Article 8 of the Convention provides that there shall be no interference with the right to family and private life. Although the Convention gives rights to the living and not to the deceased, in Bluck the NHS Trust argued that as the disclosure of medical information about a deceased person would constitute an interference with the right of a surviving family member or close friend to family or private life, then there may be a breach of Article 8. The issue is sometimes referred to as “survivor privacy”. Therefore the Trust argued that the Human Rights Act operated as a statutory bar prohibiting the disclosure of the daughter’s medical records.
The Tribunal considered the Trust’s arguments but as it had already decided that the information was exempt under s 41 it did not make a decision in relation to s44. It did however give a clear indication of its approach to Article 8.
The Tribunal indicated that it;
“would not be in favour of translating the general principles laid down in Article 8 into the form of specific legal prohibition to which we believe section 44 is intended to apply.” It continued “...we do not believe that the effect of the Human Rights Act is to elevate the level of a directly enforceable legal prohibition the general terms of Article 8” (para 31)

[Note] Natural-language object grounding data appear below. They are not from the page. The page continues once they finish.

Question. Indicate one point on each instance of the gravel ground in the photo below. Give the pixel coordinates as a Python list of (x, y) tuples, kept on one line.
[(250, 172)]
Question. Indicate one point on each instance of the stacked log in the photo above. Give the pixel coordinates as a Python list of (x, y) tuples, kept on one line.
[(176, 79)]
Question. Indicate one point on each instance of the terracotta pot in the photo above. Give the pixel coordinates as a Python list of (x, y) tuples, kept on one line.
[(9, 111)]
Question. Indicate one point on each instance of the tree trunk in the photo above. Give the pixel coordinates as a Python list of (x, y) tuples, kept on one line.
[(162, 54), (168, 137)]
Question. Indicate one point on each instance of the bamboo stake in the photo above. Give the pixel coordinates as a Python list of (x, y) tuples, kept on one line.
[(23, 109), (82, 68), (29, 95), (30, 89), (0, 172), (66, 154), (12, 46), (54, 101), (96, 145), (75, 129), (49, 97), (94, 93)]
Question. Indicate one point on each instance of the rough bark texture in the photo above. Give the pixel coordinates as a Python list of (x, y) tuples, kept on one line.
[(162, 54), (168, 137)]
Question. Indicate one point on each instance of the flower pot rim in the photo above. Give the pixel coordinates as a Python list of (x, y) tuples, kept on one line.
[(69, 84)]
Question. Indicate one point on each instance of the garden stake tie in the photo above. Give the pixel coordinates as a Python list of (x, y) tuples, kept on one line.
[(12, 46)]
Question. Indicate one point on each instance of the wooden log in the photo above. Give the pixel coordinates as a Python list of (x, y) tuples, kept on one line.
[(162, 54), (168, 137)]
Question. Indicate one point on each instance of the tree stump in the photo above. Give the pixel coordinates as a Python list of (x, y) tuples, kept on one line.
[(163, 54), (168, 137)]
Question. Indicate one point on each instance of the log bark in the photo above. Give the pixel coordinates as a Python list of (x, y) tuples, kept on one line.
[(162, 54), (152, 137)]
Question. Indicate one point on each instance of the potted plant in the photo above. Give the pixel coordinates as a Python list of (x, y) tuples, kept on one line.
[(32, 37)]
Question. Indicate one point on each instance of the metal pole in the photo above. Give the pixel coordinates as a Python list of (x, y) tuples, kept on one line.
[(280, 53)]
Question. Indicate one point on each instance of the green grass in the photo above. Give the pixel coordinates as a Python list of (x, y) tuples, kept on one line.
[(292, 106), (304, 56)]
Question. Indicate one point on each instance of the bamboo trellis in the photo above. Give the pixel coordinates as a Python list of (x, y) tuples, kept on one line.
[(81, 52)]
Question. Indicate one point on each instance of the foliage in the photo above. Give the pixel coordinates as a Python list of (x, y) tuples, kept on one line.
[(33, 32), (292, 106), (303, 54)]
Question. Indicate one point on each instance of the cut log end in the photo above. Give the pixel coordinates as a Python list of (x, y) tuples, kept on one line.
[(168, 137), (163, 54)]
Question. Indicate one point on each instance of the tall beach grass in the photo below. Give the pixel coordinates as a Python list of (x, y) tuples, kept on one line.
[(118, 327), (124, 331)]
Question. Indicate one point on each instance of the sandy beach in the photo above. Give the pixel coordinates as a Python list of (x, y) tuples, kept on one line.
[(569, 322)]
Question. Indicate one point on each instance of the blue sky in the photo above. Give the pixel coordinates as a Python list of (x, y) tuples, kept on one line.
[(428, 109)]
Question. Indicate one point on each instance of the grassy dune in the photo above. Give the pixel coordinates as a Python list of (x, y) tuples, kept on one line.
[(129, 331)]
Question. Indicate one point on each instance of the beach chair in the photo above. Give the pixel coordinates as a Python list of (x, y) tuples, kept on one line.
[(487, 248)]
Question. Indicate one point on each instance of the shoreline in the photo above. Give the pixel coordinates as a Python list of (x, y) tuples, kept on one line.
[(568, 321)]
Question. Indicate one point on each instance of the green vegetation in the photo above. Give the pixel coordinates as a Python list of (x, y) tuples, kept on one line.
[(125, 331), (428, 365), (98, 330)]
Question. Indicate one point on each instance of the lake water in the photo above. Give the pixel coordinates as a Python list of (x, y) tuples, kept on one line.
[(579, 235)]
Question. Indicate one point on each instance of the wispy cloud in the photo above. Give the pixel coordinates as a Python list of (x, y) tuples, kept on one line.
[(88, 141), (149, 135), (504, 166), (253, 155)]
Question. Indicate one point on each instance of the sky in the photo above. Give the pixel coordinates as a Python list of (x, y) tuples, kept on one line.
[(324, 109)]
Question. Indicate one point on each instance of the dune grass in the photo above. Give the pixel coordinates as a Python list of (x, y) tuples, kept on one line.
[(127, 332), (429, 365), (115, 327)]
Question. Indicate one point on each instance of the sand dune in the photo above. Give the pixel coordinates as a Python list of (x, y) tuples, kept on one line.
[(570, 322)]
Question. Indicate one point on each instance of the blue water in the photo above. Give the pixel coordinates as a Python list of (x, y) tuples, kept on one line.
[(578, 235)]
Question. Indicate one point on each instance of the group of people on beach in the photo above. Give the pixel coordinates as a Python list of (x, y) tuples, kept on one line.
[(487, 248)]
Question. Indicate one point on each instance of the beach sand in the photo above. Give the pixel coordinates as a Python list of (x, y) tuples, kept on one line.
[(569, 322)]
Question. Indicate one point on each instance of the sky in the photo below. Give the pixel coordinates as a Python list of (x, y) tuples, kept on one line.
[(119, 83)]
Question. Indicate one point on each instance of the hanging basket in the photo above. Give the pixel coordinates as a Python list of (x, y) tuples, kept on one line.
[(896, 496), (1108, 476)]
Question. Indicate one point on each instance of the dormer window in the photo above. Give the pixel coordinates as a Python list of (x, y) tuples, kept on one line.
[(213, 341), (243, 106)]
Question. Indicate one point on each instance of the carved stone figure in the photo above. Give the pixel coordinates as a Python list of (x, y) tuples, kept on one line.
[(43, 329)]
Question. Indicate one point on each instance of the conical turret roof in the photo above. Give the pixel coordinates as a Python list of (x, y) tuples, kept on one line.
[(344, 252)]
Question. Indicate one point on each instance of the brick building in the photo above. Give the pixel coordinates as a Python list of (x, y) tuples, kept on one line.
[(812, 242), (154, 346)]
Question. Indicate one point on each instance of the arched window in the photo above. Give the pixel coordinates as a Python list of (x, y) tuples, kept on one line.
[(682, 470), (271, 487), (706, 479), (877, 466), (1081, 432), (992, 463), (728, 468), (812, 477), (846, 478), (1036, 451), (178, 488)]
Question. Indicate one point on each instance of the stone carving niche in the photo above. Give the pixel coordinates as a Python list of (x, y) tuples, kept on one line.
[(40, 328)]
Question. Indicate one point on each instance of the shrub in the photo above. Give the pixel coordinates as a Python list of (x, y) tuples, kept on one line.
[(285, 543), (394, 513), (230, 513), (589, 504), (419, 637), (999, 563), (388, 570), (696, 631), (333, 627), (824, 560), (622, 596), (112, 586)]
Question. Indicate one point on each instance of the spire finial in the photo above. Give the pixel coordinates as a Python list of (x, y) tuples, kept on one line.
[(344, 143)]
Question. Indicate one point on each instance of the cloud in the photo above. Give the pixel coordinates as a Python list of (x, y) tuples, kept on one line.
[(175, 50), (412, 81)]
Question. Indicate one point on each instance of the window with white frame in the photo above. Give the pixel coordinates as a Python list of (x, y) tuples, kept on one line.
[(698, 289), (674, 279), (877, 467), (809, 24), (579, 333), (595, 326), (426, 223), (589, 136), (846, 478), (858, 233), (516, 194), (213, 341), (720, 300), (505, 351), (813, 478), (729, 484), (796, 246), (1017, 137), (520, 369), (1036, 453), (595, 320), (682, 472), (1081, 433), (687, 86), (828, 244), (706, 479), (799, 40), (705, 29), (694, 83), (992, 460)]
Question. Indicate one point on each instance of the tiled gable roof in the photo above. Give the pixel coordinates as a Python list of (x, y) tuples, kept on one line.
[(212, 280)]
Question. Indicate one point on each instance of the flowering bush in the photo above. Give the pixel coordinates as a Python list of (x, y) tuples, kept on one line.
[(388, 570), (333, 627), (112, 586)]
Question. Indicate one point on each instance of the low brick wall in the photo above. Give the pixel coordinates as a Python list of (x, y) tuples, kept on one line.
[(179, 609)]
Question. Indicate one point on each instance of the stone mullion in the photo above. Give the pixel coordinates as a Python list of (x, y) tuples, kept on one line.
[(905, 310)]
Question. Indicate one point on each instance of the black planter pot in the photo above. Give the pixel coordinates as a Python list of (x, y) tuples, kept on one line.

In light of this the Commissioner’s view is that the Human Rights Act does not operate as a statutory bar. This represents a change in position as before Bluck the Commissioner was sympathetic to the view that the Human Rights Act did operate as a statutory bar. See also LTT98.
Access to Health Records Act
In broad terms and subject to exceptions set out in the legislation, the AHRA 1990 gives a right of access to health records of the deceased to the personal representatives of the deceased or to persons who may have a claim arising out of the death of the individual.
The right of access is for the personal representative of the deceased person rather than simply a surviving family member. We should be wary of advising a family member that he or she has a right of access when, in fact, it is only the personal representative who has this right. It is for the applicant to prove to the public authority that they have a right of access under the AHRA.
Where the applicant for medical records is the personal representative, the information to which they would be entitled under the AHRA will be exempt from disclosure to them under FOIA by virtue of s21 because it is reasonable accessible to them by other means.
(*) The personal representative of the deceased is the person (or persons, though no more than four) who is entitled to administer the deceased person’s estate by virtue of a grant of probate (if the deceased person left a will) or letter of administration (if they died intestate).